Size: 384 pages
Release Date: September 27, 2011
Stand Alone or Series: 1st book in the Slayers series
Source: eGalley from NetGalley.com
Rating: 4/5 stars
I got an advanced reading copy of this book for review through NetGalley(dot)com. It was a fun read and an excellent book. This is a book about young adult dragon slayers in the modern day world. Think Percy Jackson and the Olympians, but the kids are fighting dragons instead and are part of an ages old genetically modified race. I haven’t been able to find any information on a sequel to this book; but based on some things that were left unresolved I imaging this will be a series.
Tori has always been fascinated by dragons. But since her father is a Senator and her family is rich and elite, Dragon Camp has never been deemed worthy enough by her father. Finally this year her father relents and Tori finds herself enrolled in Dragon Camp. No pedicures and bell-hops here, just cabins and a bunch of dragon-obsessed kids.
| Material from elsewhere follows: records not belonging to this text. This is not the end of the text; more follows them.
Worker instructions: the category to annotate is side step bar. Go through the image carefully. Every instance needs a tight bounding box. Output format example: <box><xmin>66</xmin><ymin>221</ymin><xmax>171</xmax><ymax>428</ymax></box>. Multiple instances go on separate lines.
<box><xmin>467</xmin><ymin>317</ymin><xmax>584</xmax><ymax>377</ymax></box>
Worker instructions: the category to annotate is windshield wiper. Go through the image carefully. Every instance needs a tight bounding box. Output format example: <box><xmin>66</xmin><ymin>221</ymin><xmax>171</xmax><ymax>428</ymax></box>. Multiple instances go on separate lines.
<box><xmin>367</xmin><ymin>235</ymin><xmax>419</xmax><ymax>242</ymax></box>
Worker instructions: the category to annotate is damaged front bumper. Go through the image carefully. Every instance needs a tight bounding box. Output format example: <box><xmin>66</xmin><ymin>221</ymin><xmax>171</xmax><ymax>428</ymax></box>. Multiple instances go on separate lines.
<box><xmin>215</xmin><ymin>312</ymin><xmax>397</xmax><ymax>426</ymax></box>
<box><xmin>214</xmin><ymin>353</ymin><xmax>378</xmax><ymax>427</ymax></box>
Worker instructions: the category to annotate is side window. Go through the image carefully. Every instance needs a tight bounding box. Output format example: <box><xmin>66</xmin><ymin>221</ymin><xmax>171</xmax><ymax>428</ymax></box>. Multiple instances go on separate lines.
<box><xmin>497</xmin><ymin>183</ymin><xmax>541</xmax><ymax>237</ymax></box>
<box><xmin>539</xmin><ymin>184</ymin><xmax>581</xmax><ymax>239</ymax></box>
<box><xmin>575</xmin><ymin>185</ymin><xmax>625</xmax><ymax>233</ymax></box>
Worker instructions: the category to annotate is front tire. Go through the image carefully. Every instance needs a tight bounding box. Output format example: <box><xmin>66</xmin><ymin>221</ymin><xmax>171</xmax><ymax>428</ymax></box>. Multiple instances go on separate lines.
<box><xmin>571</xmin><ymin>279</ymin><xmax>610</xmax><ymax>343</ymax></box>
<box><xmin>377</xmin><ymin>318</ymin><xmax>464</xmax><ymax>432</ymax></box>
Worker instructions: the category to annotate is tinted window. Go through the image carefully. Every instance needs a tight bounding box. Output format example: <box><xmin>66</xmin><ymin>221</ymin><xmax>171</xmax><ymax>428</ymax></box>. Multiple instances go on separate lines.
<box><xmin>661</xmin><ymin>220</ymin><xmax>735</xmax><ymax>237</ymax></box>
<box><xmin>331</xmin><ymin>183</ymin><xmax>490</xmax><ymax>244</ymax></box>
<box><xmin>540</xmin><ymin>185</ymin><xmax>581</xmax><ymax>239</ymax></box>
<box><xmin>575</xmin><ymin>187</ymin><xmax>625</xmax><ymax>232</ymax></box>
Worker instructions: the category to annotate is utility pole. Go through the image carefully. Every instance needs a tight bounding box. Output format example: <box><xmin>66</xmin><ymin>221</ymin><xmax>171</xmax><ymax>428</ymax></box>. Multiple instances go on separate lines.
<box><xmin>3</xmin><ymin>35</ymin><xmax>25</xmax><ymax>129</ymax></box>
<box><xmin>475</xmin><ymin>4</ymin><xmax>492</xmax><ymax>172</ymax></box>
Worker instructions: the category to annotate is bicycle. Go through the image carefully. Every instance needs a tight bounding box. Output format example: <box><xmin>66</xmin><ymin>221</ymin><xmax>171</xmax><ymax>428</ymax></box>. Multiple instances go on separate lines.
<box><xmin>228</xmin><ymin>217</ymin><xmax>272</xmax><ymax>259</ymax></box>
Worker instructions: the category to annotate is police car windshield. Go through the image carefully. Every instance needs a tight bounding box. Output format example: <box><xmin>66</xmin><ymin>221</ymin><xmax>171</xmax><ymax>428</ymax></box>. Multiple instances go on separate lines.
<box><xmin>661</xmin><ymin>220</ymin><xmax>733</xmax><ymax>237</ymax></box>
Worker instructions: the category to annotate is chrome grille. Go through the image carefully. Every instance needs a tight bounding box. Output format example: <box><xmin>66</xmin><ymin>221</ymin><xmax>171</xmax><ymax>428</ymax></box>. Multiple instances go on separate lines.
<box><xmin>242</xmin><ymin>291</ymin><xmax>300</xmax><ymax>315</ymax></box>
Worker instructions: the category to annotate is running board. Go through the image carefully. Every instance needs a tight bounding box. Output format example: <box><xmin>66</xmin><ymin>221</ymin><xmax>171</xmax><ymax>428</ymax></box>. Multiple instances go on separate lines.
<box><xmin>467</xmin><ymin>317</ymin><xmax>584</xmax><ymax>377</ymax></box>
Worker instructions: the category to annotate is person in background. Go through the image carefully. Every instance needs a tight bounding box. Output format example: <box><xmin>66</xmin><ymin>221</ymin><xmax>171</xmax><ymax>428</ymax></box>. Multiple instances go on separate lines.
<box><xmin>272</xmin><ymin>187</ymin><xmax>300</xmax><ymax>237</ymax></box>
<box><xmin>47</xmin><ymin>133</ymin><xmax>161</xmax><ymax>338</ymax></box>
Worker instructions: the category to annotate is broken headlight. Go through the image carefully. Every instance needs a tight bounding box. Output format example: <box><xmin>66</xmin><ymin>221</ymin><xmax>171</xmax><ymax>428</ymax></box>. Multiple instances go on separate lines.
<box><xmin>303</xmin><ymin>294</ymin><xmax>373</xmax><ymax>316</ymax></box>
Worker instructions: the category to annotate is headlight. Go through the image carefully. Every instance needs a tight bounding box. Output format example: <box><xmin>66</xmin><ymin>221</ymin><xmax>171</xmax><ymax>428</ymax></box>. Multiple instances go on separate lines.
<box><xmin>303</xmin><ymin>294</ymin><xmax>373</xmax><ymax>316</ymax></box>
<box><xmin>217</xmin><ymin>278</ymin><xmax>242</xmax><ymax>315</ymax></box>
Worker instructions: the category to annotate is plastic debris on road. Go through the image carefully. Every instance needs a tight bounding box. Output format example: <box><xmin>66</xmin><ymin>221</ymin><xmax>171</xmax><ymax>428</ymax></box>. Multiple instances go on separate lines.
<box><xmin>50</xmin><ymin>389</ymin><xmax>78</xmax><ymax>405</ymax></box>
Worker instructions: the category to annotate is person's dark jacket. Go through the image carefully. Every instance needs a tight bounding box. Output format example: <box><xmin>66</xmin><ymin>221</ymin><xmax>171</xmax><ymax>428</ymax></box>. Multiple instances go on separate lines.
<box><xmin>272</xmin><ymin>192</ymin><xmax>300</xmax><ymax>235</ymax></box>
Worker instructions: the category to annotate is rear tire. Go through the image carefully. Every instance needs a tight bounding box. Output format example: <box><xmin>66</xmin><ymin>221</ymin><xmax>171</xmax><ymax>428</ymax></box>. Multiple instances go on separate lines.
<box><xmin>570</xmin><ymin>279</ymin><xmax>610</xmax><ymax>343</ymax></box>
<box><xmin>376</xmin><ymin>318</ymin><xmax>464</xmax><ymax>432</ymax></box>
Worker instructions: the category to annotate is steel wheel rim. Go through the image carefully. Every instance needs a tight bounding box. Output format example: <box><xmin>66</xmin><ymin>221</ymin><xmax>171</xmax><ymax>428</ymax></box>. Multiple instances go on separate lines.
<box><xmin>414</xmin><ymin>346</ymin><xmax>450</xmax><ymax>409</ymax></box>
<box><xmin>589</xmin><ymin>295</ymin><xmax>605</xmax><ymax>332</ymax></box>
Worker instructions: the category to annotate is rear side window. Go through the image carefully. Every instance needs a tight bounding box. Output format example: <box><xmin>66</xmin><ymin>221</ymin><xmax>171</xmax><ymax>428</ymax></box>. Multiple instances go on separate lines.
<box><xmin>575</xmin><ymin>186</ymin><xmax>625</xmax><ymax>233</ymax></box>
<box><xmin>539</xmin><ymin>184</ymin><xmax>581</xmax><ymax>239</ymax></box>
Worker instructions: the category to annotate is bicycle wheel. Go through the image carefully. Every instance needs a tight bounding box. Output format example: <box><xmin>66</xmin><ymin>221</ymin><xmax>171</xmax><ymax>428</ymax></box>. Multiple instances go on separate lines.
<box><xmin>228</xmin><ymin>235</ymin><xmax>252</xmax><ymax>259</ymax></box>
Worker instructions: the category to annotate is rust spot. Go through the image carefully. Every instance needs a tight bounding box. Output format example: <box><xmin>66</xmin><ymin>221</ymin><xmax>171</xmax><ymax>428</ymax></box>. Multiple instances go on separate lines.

Or is it? Tori is older so she is put in the advanced part of the camp; the area for older teens. Thing is the teens in this part of the camp are very different, they have super-hero-like powers. Could Tori be part of a genetically modified subgroup of humans destined to save all of humanity from vicious dragons?
The premise of this book is wonderful. The Dragon Camp reminded me a lot of Camp Half Blood from the Percy Jackson and the Olympians series by Rick Riordan….it also reminds some of the unicorn fighting school in Diana Peterfreund’s Rampant series. You have a group of teens together learning how to use their super powers and how to fight dragons. How cool is that?
The characters are all fairly engaging. There are two girls who are pretty stereotypical mean girls, and we never really get a reason for their behavior. Outside of them the rest of the characters are very interesting. Tori comes off as a bit of a spoiled rich girl (she assume the boys that help her take her luggage to her cabin are bell-hops), but she isn’t pretentious…she’s just used to a different way of life. As the book goes on Tori sheds this rich-girl persona and really grows as a character.